Crystal sat down on the blue tiled wall next to the steps for a minute to process her thoughts and be sure she understood them. Blowing leaves the size of dinner plates swirled across the lawn, dropped by a tall sycamore tree on the west side of the quad. Chilly winds swept down from the hills above Burbank, preparing for cold ahead—season of preparation. She was thinking about finding ways not to be caught and punished. That meant she had somehow decided. I’m preparing for the Bad Project, but how did I decide to do it?
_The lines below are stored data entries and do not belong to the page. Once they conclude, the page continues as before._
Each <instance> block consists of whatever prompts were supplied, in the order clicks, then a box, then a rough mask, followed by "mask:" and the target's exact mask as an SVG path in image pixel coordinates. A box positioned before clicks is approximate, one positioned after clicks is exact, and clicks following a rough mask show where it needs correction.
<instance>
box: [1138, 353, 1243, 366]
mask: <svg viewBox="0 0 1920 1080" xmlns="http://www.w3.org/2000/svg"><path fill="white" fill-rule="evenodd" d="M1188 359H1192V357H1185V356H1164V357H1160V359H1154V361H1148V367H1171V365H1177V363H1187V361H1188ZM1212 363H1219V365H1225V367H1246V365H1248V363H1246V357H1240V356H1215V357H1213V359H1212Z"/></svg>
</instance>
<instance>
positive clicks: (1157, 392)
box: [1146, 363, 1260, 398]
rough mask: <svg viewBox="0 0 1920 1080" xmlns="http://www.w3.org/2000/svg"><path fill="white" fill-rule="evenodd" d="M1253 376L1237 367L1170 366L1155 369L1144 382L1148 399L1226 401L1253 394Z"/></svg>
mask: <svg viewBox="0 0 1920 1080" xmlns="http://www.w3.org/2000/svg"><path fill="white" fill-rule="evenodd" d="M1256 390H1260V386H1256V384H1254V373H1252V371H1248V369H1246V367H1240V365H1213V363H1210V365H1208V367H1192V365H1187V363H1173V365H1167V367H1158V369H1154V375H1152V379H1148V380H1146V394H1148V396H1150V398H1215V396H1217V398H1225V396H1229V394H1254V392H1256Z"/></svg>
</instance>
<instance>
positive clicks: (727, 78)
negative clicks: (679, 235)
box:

Her gaze swept over the leaves piled against the steps by the wind. She was as powerless as the dead leaves. What was going on inside her head? She felt like her brain was a separate entity. It had made the decision without checking to see if she was really comfortable with it.
She remembered Marianne’s comments about her philosophy class and how the professor tried to topple the students’ grasp on reality. She saw reality receding into the distance in her own brain. Who was deciding here? It was confusing to feel like an entity distinct from her mind. It seemed to her that only a part of her brain made the choice. Perhaps Freud’s Ego, the decider, the boss. She wondered if the part that felt like “me” to her was the Superego, evaluating the morality of it all, or the Id, trying to be comforted like a little kid, kicking and shouting and tearing off her clothes, running around nude screaming. She was sure there weren’t any structures in the brain corresponding to these concepts, but felt they had some kind of psychological credibility.
Although she knew her brain could think contradictory thoughts at the same time, still it was unsettling to find it could make decisions without her being aware of it. As she sat there, an image of Marianne’s pleading eyes seemed to float before her. Yes, she had decided, she would go ahead. And she’d do her best to protect her own dreams. In the Bad Project, she’d work with Marianne to get her the Bad experiences she needed to become an insightful writer. The cold tiled wall under her hand brought her back to reality.
She got out her cell phone and texted a message to Marianne. “I’ll do it. Hugs, Crystal.” Then she got up and went into her class feeling resolute.